Paul Farmer on Why Health Equity Is as Important as Drugs and Vaccines in Fighting Ebola, Cholera and other Infectious Disease

Posted 5 November 2017

Outbreaks of infectious diseases often invite such a sharp focus on the biology of the pathogen and the need to develop new drugs and vaccines that even many experts lose sight of the fact that it’s a lack of health equity that routinely inflicts most of the suffering.

That was a key message from physician and medical anthropologist Paul Farmer PhD, MD, in his keynote address at the opening plenary of #TropMed17, where he was invited to revisit the Ebola epidemic from his perspective as a relentless advocate for health equity. The co-founder and chief strategist for the NGO Partners in Health made it clear that if the ultimate goal is to reduce the burden of disease, it is time to give health equity equal stature in the world of tropical medicine research.

“It keeps recurring again and again that when we have scientific progress, we have new vaccines, we have new diagnostics, we have new therapies, and yet we fail every time to put together an equity plan,” Farmer said.

He noted that in the outbreak of Ebola virus disease in West Africa in 2014 and 2015, the biggest threat ultimately was not the disease itself but the lack of infrastructure that could help prevent its spread and provide adequate care for those who were sick. Farmer said that disparity explains why Ebola exploded in Liberia, Sierra Leone and Guinea, yet was quickly contained when cases appeared in Nigeria and the United States.

Farmer said he noticed something similar in Haiti during the cholera outbreak that occurred in the aftermath of the 2010 earthquake. Farmer said the conventional narrative focused on the widespread damage caused by the earthquake as making Haiti more vulnerable to the spread of cholera. Yet Farmer said “that was not the case.”

“The earthquake-affected zones were among those less affected by cholera because people in camps were drinking purified water,” he said. “The most vulnerable populations were in the rural areas not affected by the earthquake.”

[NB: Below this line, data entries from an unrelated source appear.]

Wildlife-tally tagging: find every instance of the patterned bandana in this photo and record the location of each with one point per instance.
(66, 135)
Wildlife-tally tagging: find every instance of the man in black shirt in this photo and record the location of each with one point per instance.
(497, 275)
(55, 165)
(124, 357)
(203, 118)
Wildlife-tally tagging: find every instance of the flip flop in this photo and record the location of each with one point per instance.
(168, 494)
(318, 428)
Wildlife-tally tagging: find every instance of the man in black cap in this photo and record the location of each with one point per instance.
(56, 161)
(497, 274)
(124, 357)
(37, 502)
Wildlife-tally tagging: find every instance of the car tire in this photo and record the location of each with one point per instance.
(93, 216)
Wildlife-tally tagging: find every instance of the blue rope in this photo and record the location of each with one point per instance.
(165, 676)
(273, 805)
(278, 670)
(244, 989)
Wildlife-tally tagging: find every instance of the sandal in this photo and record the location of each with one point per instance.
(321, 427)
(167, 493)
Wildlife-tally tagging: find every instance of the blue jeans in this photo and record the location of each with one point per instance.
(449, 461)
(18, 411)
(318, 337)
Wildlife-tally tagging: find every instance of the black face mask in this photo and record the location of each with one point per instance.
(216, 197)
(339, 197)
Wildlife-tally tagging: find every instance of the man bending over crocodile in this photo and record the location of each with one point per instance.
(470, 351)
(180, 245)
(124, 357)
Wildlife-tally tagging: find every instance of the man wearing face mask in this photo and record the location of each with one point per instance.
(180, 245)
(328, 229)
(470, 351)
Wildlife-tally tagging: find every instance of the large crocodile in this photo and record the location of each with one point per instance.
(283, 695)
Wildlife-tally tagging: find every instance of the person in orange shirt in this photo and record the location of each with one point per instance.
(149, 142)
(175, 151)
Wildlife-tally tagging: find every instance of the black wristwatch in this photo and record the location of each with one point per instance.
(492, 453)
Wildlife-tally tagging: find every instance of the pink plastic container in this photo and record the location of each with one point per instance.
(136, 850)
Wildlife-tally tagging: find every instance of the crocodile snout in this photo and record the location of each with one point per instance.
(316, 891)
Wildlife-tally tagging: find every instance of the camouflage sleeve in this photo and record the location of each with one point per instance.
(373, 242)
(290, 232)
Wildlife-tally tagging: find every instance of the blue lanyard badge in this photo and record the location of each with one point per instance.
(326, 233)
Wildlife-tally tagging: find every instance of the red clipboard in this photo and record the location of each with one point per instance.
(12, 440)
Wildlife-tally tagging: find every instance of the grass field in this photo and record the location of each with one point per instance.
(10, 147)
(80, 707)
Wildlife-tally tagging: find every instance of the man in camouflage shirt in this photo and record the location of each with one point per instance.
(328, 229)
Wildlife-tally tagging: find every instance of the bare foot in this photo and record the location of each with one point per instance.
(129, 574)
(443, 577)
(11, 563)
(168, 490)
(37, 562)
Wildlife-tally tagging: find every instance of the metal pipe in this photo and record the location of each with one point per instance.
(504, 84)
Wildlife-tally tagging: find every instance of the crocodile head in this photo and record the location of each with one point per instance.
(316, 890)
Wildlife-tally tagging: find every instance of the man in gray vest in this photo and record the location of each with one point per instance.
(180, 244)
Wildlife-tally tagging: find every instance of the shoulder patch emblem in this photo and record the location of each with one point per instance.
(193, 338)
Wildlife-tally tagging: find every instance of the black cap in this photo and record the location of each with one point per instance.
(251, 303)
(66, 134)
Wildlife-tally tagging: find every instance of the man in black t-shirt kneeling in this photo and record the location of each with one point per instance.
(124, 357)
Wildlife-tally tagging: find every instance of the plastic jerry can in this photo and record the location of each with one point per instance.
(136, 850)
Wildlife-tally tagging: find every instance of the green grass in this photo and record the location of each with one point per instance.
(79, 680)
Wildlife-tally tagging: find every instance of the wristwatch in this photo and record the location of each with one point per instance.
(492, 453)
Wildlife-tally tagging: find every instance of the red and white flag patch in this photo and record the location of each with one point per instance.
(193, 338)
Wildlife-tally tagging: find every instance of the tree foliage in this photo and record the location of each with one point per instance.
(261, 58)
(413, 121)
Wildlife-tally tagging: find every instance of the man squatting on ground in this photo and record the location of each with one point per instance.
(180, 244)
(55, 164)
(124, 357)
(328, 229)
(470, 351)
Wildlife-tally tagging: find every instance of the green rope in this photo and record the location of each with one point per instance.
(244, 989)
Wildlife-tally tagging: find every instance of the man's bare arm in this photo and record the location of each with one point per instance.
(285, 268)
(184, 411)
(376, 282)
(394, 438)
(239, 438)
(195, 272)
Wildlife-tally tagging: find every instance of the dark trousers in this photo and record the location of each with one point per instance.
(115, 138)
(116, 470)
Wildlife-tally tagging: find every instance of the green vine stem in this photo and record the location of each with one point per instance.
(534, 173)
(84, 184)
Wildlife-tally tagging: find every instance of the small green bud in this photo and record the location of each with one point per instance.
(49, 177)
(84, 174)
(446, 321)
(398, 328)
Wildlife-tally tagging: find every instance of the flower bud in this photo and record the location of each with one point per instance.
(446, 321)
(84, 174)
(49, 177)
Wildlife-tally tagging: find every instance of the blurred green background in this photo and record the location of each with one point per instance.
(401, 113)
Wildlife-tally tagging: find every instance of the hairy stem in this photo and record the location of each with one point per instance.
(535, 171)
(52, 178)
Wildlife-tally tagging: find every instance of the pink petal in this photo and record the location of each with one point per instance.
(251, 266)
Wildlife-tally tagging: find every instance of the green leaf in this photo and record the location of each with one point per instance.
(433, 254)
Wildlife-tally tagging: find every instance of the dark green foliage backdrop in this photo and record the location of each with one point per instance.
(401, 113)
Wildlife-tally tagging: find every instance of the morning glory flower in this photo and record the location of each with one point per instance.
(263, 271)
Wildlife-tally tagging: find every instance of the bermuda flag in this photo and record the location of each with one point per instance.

He said the cholera epidemic in Haiti was “in a way a humiliation” for people like him because, while as a physician he could be successful in treating individual cholera patients, “there was no way to make up for an absence of sustained investments in water and sanitation.”

For Farmer, even the term “tropical disease” can be misleading because it obscures the role of health equity as a key factor in determining who is at risk. “Latitude,” he said, “is not the primary determinate of tropical disease. Malaria used to be in Boston. It is really about poverty as much as anything else.”

Farmer believes there are many missed opportunities in failing to move aggressively, in the immediate aftermath of major disasters in poor countries, to deal with long-standing deficiencies in health systems. He said in the wake of the earthquake in Haiti, some development professionals “scoffed at the proposal” from Partners in Health and Haiti’s Ministry of Health to build a major new academic health center. Farmer said the view from the perspective of many development economists is that such investments are not “cost-effective or sustainable.”

Thanks to an outpouring of support, including a large amount of donations from US households, the project moved forward and the result was the pital Universitaire de Mirebalais—HUM for short—a 205,000-square foot, 300-bed facility.

Farmer said that while development economists have their logic, his logic is simply: “If not now, when?”

“We are at a similar juncture in West Africa,” he said, where he fears an opportunity to address the fundamental problems that led to such a devastating Ebola outbreak appears to be slipping away.